# Sidewalks prices



## lashom35 (Jun 21, 2009)

What are the latest prices for sidewalk shoveling and salting per ln foot at 4' wide with salt. We provide service in upstate ny and have accounts that get shoveled every 1-2". Thanks for any input.


----------



## PGLC (Jan 3, 2009)

lashom35;801428 said:


> What are the latest prices for sidewalk shoveling and salting per ln foot at 4' wide with salt. We provide service in upstate ny and have accounts that get shoveled every 1-2". Thanks for any input.


I've been using 15 cents per linear foot with salt.


----------



## wizardsr (Aug 8, 2006)

What are you using? Stick plows? Blowers? Powered brooms? ATV's? Skid loaders?

Sidewalk pricing varies widely based on equipment used, and level of difficulty. Nice, flat, 4' sidewalks go a lot quicker than uneven, steps, etc... Figure out how many hours it's going to take, what you're costs are for labor and equipment, and how much you want to make. I could tell you what I get for a sidewalk with a bobcat or ATV, but I'd blow you out of the water if you're using manual labor with shovels, just as an example.

That may or may not help, but it's like anything in this business, using "magic numbers" or "formulas" could be a recipe for failure.

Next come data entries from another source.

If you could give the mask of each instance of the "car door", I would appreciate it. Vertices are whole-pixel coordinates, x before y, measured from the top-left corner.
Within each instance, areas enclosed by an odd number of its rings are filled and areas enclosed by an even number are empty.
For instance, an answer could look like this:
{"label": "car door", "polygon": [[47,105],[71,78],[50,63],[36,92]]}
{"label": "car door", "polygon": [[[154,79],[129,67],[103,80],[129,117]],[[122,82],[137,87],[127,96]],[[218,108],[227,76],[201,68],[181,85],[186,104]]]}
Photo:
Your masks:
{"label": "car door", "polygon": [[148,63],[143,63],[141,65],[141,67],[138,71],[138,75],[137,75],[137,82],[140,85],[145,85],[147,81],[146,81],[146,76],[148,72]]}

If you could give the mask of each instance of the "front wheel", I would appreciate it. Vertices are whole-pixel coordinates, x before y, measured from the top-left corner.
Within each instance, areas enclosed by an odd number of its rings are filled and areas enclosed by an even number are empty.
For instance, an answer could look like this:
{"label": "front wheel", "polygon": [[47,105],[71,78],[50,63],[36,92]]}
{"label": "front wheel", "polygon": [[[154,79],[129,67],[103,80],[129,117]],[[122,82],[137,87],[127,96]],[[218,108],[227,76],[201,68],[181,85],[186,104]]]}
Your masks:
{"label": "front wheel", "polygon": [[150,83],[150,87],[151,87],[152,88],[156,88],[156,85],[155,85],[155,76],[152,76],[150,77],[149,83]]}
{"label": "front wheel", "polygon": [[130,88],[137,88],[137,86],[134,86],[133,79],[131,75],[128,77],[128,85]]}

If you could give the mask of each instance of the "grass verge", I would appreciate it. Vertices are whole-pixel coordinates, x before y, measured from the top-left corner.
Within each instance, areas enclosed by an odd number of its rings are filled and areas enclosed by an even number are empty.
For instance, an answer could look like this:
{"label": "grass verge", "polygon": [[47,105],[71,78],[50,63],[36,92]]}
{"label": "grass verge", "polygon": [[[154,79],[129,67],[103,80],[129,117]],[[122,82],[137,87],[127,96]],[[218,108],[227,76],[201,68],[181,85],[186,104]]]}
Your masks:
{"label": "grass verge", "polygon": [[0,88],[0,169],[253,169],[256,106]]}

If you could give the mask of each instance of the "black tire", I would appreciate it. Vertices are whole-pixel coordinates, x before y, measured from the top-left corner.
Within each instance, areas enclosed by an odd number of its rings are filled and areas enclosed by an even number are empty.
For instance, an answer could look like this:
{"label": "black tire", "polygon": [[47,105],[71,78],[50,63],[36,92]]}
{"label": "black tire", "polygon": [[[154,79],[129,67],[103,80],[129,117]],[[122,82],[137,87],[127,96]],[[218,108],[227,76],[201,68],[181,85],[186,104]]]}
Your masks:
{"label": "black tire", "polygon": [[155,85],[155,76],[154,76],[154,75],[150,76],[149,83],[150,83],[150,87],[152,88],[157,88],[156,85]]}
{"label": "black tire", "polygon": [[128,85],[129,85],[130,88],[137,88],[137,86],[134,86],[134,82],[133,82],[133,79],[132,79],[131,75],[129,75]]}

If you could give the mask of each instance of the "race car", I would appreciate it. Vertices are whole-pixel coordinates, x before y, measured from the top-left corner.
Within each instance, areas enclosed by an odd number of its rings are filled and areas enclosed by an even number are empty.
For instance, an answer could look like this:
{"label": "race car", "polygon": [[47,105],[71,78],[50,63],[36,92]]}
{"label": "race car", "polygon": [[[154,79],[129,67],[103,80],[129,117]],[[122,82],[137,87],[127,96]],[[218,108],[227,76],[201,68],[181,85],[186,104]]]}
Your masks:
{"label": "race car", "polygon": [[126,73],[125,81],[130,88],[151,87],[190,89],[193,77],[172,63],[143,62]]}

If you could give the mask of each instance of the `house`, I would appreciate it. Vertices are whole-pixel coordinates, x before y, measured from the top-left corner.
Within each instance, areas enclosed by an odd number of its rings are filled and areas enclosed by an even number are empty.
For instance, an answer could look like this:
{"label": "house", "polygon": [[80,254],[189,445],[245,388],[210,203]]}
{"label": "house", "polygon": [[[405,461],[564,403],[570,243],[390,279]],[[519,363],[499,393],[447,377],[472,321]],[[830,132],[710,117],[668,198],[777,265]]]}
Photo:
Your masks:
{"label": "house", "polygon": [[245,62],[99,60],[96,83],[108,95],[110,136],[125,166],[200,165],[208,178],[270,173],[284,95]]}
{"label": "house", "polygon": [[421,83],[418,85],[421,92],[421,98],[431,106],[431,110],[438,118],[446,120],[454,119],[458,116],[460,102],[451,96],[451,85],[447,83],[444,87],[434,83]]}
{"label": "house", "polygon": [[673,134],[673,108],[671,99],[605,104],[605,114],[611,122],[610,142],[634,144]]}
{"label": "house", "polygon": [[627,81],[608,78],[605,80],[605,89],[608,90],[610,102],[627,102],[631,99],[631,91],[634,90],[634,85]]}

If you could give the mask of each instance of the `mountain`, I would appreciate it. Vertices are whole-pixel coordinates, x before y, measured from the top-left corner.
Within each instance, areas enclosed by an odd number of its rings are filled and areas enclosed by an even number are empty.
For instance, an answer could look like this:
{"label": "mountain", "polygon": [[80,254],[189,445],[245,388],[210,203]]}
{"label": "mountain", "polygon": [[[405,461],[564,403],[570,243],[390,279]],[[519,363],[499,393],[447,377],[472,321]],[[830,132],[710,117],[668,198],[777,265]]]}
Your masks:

You could be leaving a lot of money on the table due to the labor required, or you could get severely undercut by someone with a lot more efficient equipment...


----------



## ajslands (Sep 3, 2009)

heres what i do; i do a church parking lot and they have a rather wide sidewalk. )2 trucks width.) for that account sidewalks are free because i can sit in the warmth of my truck and do it. but the also have a wheel chair ramp that easy tho. and for commercial side walks u most likely will salt. so dont forget to charge for that,



on residential lots, sidewalks are usualy free. unless they want you to do there patio or something then that costs extra. but (its realy not free, i just include it in price and they think they get a good deal)xysport


----------